Palikotyzm - nowy wymiar absurdu

D

Deleted member 427

Guest
Zakładam osobny wątek i to od razu w Nierządzie, gdyż uważam, iż zjawisko jest na swój sposób fascynujące z punktu widzenia kogoś, kto obserwuje, jak w demokracji wywołuje się konflikty i proponuje "środki zaradcze". Zjawisko powinno być także interesujące dla socjologów oraz dla wszystkich ludzi, którzy uważają, że w demokracji politycy są kondensatorami głupoty. Oto jak "dmucha się" balona pt. "Palikot":

Zdumiewa mnie naiwność moich rodaków, po 20 latach rolowania nas przez "układ okrągłego stołu". Zabetonowaniu sceny politycznej, wielu z nich chce głosować na krew z krwi tychże polityków. (...) Pytanie, czy nasi rodacy już tak zdurnieli za przeproszeniem czy po prostu są produktem marketingowym 20 lat transformacji i dostają produkt na miarę tej transformacji? Co się najlepiej dziś sprzedaje? Na czy można robić kasę w naszym kraju? Na masówce, badziewiu, taniosze i tandecie. Tak jak nie stać dużej części Polaków (co nie jest winą ich samych tylko w większości polityków takich jak Palikot) na porządne rzeczy więc kupują chińszczyznę, tak po 20 latach transformacji nie stać części z nich na PRZECZYTANIE ZE ZROZUMIENIEM I PRZEANALIZOWANIE NAJBARDZIEJ PRYMITYWNEGO PROGRAMU POLITYCZNEGO. Programu Palikota. Palikot to zrozumiał i przyglądając się jego "programowi" mogę stwierdzić, że jest to produkt nie stworzony, bo jest w tym jakiś zamysł dla Polski, to produkt marketingowy poprzedzony dokładnymi badaniami by pozyskiwać poszczególne grupy osób w myśl zasady dla każdego coś miłego.

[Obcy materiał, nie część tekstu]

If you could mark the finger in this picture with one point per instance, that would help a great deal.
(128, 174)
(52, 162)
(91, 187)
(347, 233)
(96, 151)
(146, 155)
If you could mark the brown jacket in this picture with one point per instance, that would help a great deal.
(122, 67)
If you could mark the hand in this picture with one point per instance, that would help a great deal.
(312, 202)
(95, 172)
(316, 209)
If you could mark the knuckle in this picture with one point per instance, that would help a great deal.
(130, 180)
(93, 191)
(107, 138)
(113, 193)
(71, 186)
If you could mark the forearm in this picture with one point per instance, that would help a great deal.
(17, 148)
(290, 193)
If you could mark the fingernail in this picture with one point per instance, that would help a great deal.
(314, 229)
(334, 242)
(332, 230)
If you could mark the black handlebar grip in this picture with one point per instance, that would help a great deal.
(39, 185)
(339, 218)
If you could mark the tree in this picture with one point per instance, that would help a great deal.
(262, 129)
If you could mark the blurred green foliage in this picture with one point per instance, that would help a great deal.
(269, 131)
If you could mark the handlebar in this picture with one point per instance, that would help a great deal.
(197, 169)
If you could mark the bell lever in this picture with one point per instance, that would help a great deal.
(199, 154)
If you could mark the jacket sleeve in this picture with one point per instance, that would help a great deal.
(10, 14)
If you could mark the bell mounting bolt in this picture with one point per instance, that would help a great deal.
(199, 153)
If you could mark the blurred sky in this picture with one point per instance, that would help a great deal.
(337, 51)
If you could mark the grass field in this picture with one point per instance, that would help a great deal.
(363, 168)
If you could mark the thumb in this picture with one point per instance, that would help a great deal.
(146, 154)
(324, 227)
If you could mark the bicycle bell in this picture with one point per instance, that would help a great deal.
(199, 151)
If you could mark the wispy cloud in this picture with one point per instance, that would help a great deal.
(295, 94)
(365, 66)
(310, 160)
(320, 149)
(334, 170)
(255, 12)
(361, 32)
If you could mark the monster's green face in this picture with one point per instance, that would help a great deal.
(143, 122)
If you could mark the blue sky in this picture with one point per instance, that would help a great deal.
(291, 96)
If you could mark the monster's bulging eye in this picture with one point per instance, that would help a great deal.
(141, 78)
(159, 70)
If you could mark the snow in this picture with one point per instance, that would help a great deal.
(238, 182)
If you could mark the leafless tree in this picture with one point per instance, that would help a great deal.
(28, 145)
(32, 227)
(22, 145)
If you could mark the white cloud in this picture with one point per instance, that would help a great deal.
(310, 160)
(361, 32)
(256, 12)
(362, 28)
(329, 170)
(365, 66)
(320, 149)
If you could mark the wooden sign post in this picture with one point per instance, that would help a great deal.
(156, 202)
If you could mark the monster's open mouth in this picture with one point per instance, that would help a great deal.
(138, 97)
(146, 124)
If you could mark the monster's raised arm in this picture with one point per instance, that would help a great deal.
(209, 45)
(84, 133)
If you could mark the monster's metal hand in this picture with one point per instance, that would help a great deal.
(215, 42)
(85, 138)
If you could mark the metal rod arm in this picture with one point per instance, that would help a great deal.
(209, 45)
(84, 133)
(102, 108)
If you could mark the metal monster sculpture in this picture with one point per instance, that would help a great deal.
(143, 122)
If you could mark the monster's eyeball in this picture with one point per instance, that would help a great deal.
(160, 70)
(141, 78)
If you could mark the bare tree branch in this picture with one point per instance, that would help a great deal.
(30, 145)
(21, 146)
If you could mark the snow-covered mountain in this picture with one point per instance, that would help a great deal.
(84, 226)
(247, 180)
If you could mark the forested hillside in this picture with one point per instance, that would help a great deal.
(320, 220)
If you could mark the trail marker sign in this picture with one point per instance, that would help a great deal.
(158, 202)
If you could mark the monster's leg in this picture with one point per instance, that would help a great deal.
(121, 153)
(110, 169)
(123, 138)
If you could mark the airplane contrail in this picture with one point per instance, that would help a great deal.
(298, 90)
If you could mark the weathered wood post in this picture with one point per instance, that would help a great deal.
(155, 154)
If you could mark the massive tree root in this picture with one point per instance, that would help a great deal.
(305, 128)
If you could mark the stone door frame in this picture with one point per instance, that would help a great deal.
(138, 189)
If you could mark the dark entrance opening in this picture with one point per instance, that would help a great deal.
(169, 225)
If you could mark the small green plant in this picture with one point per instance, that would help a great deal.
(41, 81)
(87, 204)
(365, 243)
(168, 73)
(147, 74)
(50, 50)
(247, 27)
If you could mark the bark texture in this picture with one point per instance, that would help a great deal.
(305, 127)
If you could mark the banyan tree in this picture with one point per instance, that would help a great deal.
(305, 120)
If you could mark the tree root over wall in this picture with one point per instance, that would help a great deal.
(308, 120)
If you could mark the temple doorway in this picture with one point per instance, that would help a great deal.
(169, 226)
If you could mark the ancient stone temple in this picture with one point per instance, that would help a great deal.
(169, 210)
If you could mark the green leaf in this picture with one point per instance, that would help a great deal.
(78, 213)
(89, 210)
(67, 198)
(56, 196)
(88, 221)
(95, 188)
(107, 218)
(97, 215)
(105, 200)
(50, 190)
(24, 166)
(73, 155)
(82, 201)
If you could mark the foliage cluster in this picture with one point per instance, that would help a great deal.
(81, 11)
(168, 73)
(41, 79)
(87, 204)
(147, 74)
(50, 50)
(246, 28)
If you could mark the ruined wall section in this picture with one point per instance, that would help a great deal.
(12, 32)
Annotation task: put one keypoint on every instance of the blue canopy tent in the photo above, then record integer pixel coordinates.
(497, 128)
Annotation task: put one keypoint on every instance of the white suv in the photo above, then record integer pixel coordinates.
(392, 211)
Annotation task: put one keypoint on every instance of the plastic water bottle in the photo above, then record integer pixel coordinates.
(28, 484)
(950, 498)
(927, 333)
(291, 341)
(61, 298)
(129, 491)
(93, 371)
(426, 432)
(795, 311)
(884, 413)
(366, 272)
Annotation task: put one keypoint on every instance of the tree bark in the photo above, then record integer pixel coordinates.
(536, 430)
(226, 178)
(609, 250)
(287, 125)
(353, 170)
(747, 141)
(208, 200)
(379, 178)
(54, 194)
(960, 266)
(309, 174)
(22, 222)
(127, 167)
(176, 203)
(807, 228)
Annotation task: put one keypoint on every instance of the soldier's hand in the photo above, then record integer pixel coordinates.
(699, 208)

Program Ruchu Poparcia Palikota:

http://4wladza.nowyekran.pl/post/29275, ... ii-sale-90

Bardzo podobną analizę przeprowadził użytkownik szyderca na blogu Przemysława A. Słomskiego aka Doxa:

1) PAŃSTWO OBYWATELSKIE
- finansowanie partii przez obywateli – ok świetny pomysł ale… skoro „Każdy obywatel rozliczając się z podatku dochodowego powinien móc przekazać 2,5%” to oznacza że Palikot chce utrzymania całego aparatu skarbowego, PITologii etc etc…

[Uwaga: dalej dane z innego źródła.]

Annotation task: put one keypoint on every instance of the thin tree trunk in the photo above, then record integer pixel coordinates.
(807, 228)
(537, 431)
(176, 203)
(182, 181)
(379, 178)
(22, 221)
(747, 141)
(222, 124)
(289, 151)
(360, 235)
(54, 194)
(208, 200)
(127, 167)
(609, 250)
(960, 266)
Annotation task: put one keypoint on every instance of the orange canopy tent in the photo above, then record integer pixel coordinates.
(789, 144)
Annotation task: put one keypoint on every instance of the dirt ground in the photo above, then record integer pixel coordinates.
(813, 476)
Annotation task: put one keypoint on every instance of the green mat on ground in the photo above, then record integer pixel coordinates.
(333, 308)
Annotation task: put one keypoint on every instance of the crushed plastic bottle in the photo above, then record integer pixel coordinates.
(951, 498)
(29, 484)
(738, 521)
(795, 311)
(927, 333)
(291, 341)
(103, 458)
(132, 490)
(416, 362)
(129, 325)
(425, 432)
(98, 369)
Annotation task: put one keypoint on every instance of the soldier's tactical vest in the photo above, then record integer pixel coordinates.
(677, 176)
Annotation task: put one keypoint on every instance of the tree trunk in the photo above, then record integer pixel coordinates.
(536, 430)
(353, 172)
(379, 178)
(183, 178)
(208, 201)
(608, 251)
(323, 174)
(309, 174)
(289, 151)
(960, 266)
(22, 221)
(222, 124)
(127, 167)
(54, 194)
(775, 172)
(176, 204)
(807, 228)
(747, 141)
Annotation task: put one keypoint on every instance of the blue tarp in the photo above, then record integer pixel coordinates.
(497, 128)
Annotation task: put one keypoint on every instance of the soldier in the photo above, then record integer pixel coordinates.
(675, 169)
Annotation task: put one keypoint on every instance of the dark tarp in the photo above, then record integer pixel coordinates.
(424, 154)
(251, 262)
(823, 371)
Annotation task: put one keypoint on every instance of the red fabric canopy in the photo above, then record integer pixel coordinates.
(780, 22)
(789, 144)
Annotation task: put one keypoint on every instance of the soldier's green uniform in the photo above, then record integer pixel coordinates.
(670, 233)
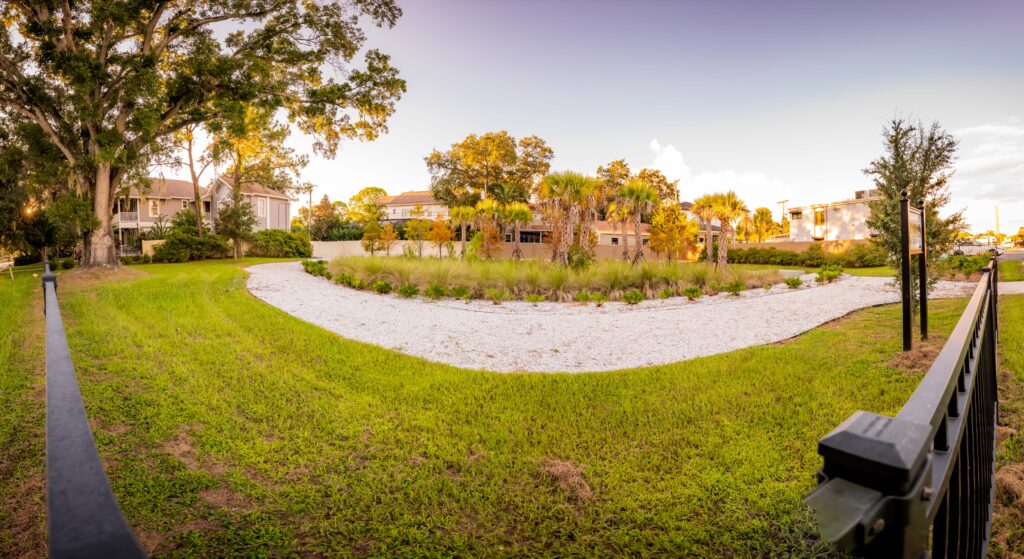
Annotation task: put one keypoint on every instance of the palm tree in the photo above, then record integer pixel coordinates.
(704, 208)
(517, 213)
(728, 209)
(642, 198)
(462, 216)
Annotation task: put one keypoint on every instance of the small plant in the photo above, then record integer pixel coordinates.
(733, 287)
(633, 297)
(496, 296)
(435, 291)
(536, 298)
(382, 287)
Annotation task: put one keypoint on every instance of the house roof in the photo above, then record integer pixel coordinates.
(168, 188)
(254, 188)
(411, 198)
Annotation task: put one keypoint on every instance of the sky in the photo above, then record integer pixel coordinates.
(778, 100)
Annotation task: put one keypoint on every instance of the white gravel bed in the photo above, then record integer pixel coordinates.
(572, 338)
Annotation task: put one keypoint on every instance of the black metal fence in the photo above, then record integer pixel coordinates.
(923, 481)
(83, 517)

- rotacje funkcji politycznych (max. dwie kadencje na stanowisku?) super… ciekawe tylko że jak dokładnie taki sam postulat zgłaszał Lepper to był wyśmiewany… natomiast postulat max. 2 kadencji na stanowiskach partyjnych oznacza znakomite rozszerzenie kompetencji aparatu państwa – w końcu ktoś musi sprawować nadzór i wyciągać konsekwencje wobec tych którzy jednak nie podporządkują się…
ale czemu tak skromnie? co ze stowarzyszeniami (zobacz chociażby Polski Związek Działkowców), fundacjami etc…

- likwidacja niepotrzebnych urzędów i stanowisk… jakże pięknie brzmią hasła „likwidacja powiatów, ograniczenie liczby radnych, likwiadacja senatu, zmniejszenie liczby posłów”… tyle że spójrzmy na kolejną część programu Palikmiota tzn. „polityka społeczna” – jej realizacja to lekko 200-300 tys. nowych miejsc pracy w urzędach, państwowych żłobkach, przedszkolach etc…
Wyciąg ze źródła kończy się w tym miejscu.